Jessica Calarco is an Associate Professor of Sociology at Indiana University and an expert on inequalities in education and family life, with a focus on qualitative methods. Her research examines how people navigate (and sometimes perpetuate) systems of power and privilege.

Calarco’s first book, Negotiating Opportunities (Oxford, 2018), won the Pierre Bourdieu Award for the best book in the sociology of education. Drawing on five years of ethnographic fieldwork in elementary and middle schools, as well as in-depth interviews with teachers, parents, and students, Calarco reveals how children from middle- and upper-middle-class white families learn to challenge rules and request assistance, accommodations, and attention in excess of what is fair or required.

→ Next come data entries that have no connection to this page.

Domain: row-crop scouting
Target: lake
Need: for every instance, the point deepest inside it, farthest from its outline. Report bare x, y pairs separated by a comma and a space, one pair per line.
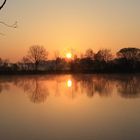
70, 107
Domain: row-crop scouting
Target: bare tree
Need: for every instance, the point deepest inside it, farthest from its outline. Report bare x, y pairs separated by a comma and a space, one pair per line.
129, 53
3, 23
37, 54
89, 54
2, 5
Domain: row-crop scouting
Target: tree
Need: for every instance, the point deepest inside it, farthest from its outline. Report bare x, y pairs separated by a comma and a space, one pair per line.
103, 55
3, 23
129, 53
89, 54
37, 54
2, 5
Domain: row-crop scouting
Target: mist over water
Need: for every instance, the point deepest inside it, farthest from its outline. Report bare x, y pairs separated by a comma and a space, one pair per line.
69, 107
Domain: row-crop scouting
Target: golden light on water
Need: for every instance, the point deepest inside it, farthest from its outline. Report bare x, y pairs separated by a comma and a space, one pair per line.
69, 83
69, 55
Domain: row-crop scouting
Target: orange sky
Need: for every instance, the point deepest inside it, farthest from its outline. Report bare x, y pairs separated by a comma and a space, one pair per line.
62, 25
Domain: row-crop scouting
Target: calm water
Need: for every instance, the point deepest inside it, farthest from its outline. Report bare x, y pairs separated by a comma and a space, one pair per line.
70, 107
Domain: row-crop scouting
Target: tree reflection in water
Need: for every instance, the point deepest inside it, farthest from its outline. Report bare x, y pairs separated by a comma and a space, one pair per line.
38, 87
129, 86
35, 88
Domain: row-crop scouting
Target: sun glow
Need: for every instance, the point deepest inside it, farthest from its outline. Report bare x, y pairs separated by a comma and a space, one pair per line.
69, 83
68, 55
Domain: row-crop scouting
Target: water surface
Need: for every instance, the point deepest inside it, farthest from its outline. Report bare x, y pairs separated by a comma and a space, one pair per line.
70, 107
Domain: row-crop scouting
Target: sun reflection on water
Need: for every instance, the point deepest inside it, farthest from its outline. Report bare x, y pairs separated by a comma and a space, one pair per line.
69, 83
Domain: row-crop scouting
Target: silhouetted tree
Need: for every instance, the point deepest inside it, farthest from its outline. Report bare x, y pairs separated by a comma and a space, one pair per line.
129, 53
2, 5
89, 54
37, 54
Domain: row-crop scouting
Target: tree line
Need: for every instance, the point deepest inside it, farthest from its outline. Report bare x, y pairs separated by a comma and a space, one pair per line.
126, 60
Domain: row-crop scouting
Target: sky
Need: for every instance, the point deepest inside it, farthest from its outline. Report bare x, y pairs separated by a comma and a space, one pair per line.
64, 25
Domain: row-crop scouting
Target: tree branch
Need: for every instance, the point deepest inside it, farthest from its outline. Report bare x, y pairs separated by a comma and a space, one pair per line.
3, 4
7, 25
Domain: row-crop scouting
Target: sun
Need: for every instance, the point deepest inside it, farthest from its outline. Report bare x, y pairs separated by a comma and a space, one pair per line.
69, 83
69, 55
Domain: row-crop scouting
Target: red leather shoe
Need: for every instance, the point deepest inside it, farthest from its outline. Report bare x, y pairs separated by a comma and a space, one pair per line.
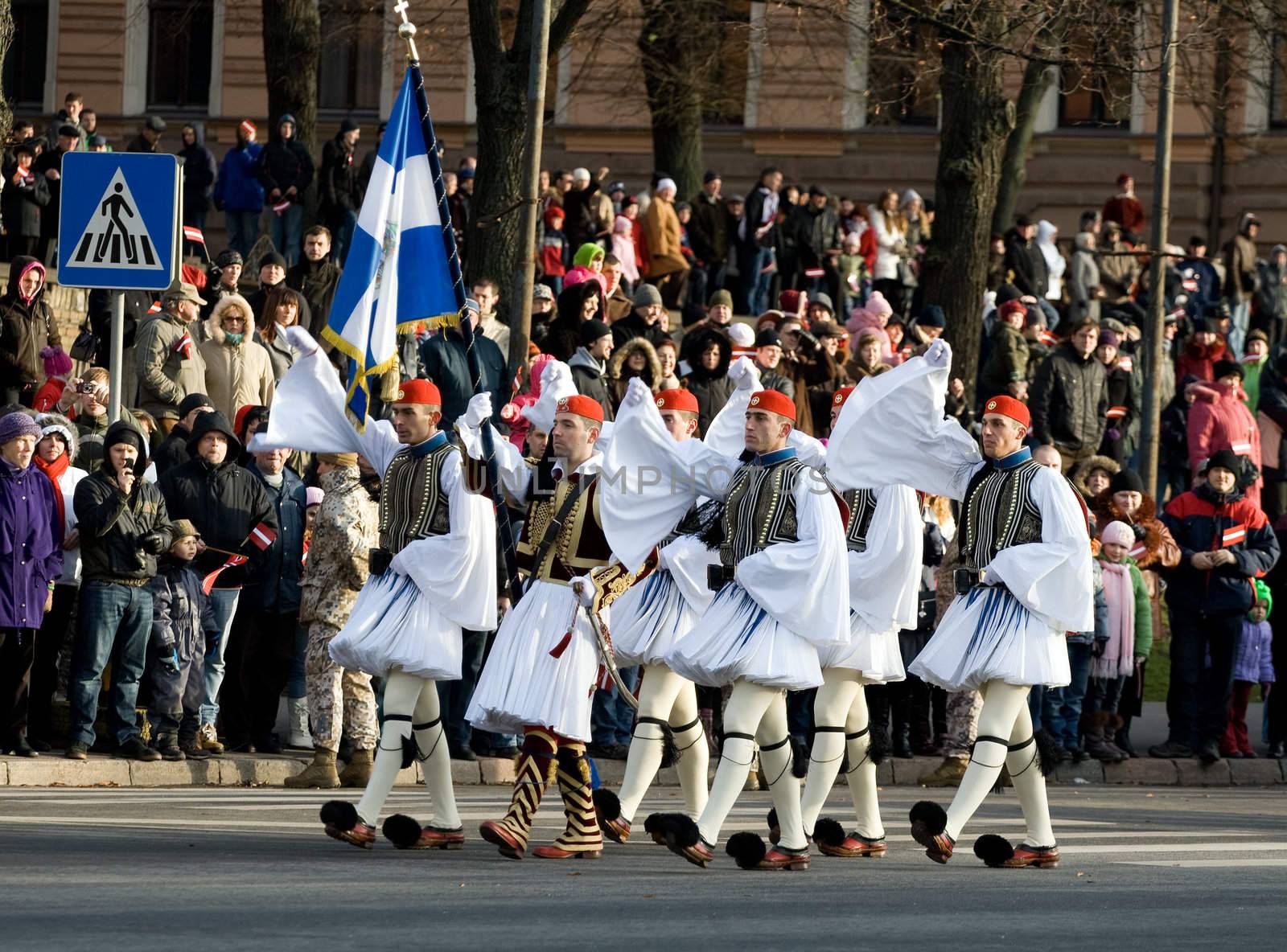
502, 839
782, 860
618, 830
855, 846
434, 838
360, 835
1040, 857
560, 853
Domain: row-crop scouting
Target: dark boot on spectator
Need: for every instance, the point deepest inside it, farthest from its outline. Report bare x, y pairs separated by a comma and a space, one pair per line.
357, 772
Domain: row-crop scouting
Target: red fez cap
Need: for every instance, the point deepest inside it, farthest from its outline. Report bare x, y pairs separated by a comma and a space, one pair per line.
582, 407
1009, 407
677, 399
774, 402
418, 390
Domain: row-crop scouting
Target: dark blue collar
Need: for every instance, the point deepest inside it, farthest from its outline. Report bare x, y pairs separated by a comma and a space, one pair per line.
1020, 456
424, 449
779, 456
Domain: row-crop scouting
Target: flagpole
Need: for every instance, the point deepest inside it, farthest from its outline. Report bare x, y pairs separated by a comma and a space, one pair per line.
407, 31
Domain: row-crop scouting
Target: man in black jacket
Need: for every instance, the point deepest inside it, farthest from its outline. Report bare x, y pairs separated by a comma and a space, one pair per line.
174, 449
237, 524
341, 188
124, 527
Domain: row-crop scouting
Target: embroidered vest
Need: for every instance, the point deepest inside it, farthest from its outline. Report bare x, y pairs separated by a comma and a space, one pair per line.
412, 502
759, 508
999, 512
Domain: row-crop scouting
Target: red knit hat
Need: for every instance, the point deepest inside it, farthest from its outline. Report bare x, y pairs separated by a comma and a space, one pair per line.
582, 405
421, 392
677, 399
774, 402
1009, 407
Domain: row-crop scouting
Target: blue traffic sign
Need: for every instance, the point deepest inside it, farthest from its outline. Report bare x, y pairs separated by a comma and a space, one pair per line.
117, 220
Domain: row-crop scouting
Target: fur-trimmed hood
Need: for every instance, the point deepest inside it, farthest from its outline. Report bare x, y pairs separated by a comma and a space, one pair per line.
652, 372
214, 323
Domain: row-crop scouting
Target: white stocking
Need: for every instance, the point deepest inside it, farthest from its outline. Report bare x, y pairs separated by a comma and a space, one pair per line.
1001, 705
744, 712
830, 711
1029, 782
402, 692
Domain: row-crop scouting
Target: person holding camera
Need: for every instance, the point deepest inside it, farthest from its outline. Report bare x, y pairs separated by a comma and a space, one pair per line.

Calarco’s second book, A Field Guide to Grad School (Princeton University Press, 2020), originated with a Twitter thread, and seeks to uncover the hidden curriculum of higher education. The book, which received a starred review from the Library Journal, is widely taught in graduate courses, and Calarco regularly offers book talks and seminars for current and future graduate students and for faculty and administrators interested in promoting equity and empathy in graduate education.

Calarco’s third book, Qualitative Literacy (University of California Press 2022), which is coauthored with Columbia University Sociologist Mario Luis Small, outlines five indicators of quality in qualitative research. The book is written not only for students and those doing qualitative research but also for editors, funders, reviewers, tenure/promotion committees, journalists, policymakers, and quantitative scholars who read, cite, and think with qualitative research. Its goal is to offer a set of tools for identifying whether ethnographic and interview-based research has been done well.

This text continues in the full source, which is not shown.